5. In der Beschwerdeschrift hat der Beschwerdeführer sein Vorbringen wie folgt ergänzt bzw. geändert:
Er habe im Herkunftsland zu seiner Mutter telefonischen Kontakt gehabt. In Österreich habe er täglich Kontakt zu ihr und seine Mutter unterstütze ihn auch finanziell. Die Unterlagen zur Krankheit seiner Mutter und zum Tod seines Stiefvaters reiche er nach.
Er sei noch sehr jung (19) und wäre in Polen ganz alleine auf sich gestellt.
Weitere Beweismittel
1. Laut Eurodac-Abfrage hatte die Beschwerdeführerin erstmals am 11.04.2008 in Lublin (Polen) einen Antrag auf internationalen Schutz gestellt.
2. Die polnischen Behörden haben auf den Antrag des Bundesasylamts auf Wiederaufnahme ihre Zustimmung "gemäß Artikel 16 Abs. 1 c)" Dublin II-VO erklärt.

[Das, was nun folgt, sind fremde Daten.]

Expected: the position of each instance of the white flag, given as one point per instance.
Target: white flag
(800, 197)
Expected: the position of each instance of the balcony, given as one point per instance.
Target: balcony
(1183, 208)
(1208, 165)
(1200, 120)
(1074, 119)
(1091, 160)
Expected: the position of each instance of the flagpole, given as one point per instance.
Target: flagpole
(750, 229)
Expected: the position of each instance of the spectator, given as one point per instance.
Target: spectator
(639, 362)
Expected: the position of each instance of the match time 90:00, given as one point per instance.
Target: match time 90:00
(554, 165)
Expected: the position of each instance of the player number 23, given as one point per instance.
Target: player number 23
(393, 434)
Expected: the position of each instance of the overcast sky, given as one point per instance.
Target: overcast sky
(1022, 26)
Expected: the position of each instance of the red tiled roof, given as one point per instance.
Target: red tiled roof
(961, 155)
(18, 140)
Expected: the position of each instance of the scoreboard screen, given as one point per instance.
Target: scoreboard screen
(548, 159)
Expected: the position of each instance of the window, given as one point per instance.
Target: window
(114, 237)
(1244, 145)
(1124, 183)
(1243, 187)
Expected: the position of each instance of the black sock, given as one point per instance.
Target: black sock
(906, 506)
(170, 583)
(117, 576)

3. Aus dem Bericht der PI Vösendorf vom 02.06.2008 (AS 71), dem
Abschluss-Bericht der PI Vösendorf vom 02.06.2008 (AS 73), dem
Protokoll der Beschuldigtenvernehmung PI Vösendorf vom 26.05.2008
(AS 81), der Niederschrift vom 26.05.2008 (AS 89) sowie Ermächtigung
zur Einleitung der Strafverfolgung (AS 91) geht hervor, dass der
Beschwerdeführer "verdächtig und geständig ist, am 26.05.2008 ... 1
Paar Sportschuhe ... gestohlen zu haben" (AS 73) und dass gegen ihn
Strafanzeige erhoben worde.
4. Aus dem Bericht (2. Seite) von Dr. W. geht hervor, dass sich die Mutter des Beschwerdeführers am 00.00.2004 einer Operation wegen einer "Ovarialzyste li." unterzogen habe und zu diesem Zwecke stationär aufgenommen worden sei. Die Mutter des Beschwerdeführers sei demnach am "00.00.2004 in zufriedenstellendem AZ aus (der) stat. Pflege entlassen" worden. Eine Kontrolle beim Frauenarzt in 6 Wochen sei vorgesehen.

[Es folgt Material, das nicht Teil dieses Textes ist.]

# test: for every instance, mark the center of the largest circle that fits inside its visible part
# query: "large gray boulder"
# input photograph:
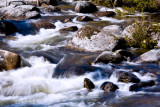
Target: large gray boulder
(10, 60)
(85, 7)
(20, 12)
(7, 28)
(92, 39)
(152, 56)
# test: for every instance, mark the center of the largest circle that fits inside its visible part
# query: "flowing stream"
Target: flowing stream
(34, 86)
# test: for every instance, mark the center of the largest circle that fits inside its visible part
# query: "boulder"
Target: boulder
(152, 56)
(109, 57)
(106, 13)
(135, 87)
(85, 7)
(109, 87)
(10, 60)
(84, 18)
(7, 28)
(22, 12)
(88, 84)
(92, 39)
(69, 29)
(127, 77)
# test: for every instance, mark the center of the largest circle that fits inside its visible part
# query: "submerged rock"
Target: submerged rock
(85, 7)
(109, 87)
(69, 29)
(92, 39)
(21, 12)
(109, 57)
(10, 60)
(88, 84)
(127, 77)
(84, 18)
(7, 28)
(152, 56)
(135, 87)
(106, 13)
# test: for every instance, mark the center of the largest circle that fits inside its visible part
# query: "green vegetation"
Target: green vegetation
(142, 35)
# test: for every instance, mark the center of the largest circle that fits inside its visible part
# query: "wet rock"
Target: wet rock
(109, 57)
(7, 28)
(85, 7)
(92, 39)
(88, 84)
(127, 77)
(152, 56)
(84, 18)
(50, 9)
(22, 12)
(135, 87)
(42, 24)
(106, 13)
(10, 60)
(69, 29)
(67, 20)
(109, 87)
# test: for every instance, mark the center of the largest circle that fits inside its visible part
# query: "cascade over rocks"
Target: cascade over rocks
(20, 12)
(109, 87)
(7, 28)
(88, 84)
(10, 60)
(152, 56)
(85, 7)
(92, 39)
(127, 77)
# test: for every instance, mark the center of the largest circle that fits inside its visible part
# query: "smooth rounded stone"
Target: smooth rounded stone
(10, 60)
(22, 12)
(50, 9)
(88, 84)
(127, 77)
(42, 24)
(109, 57)
(92, 39)
(152, 56)
(7, 28)
(109, 87)
(69, 29)
(135, 87)
(106, 13)
(85, 7)
(84, 18)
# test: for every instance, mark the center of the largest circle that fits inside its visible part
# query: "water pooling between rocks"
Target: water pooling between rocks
(56, 75)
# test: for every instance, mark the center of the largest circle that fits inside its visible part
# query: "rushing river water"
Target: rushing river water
(35, 86)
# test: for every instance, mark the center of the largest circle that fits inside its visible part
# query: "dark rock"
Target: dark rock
(69, 29)
(10, 60)
(109, 57)
(92, 39)
(85, 7)
(84, 18)
(21, 12)
(67, 20)
(42, 24)
(7, 28)
(152, 56)
(88, 84)
(50, 9)
(109, 87)
(135, 87)
(127, 77)
(106, 13)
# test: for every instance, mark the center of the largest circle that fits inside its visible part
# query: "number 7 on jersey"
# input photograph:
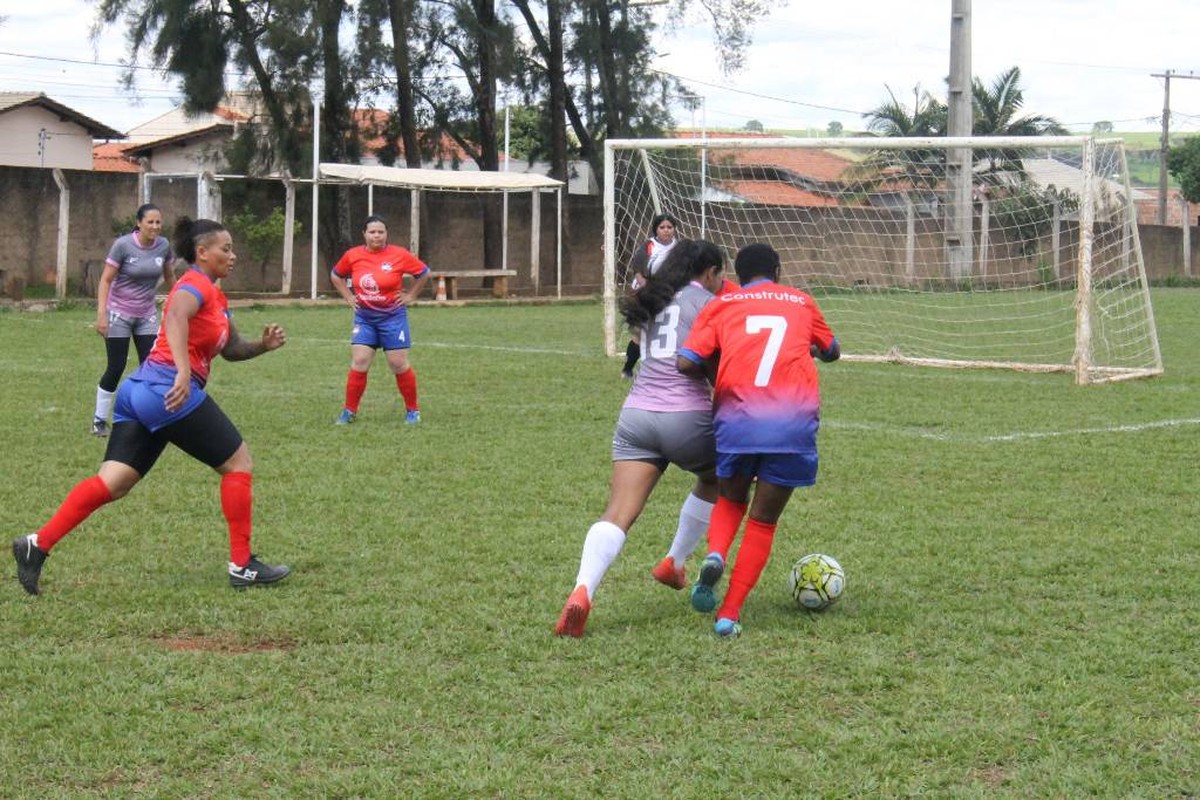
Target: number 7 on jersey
(775, 326)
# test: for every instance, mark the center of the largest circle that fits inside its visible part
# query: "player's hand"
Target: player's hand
(274, 337)
(178, 394)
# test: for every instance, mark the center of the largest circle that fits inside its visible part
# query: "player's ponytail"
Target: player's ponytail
(191, 232)
(685, 263)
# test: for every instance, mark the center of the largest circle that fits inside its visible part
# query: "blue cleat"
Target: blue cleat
(727, 629)
(711, 571)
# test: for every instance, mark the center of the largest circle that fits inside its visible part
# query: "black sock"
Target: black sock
(633, 353)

5. Mit Schreiben vom 23.01.2008 hat Frau Dr. S. mitgeteilt, dass "Aufgrund des Ergebnisses des durchgeführten Krebsabstriches ... bei Ihnen eine Kontrolle des Abstriches unbedingt erforderlich" sei und ersucht um Terminvereinbarung.
6. Aus dem Sterbeeintrag des Stiefvaters des Beschwerdeführers vom 10.12.1007 geht hervor, dass dieser am 00.00.2007 verstorben ist.
Sachverhalt nach Beweiswürdigung
Nach Würdigung des Beschwerdeführervorbringens und der sonstigen Beweismittel stellt sich dem Asylgerichtshof folgender Sachverhalt dar:
1. Der Beschwerdeführer war am 11.04.2008 in Polen eingereist und hatte dort Asyl beantragt. Der Beschwerdeführer war in Polen im Lager Dembak untergebracht. Von Polen aus ist er illegal nach Österreich eingereist, wo er einen erneuten Asylantrag stellte.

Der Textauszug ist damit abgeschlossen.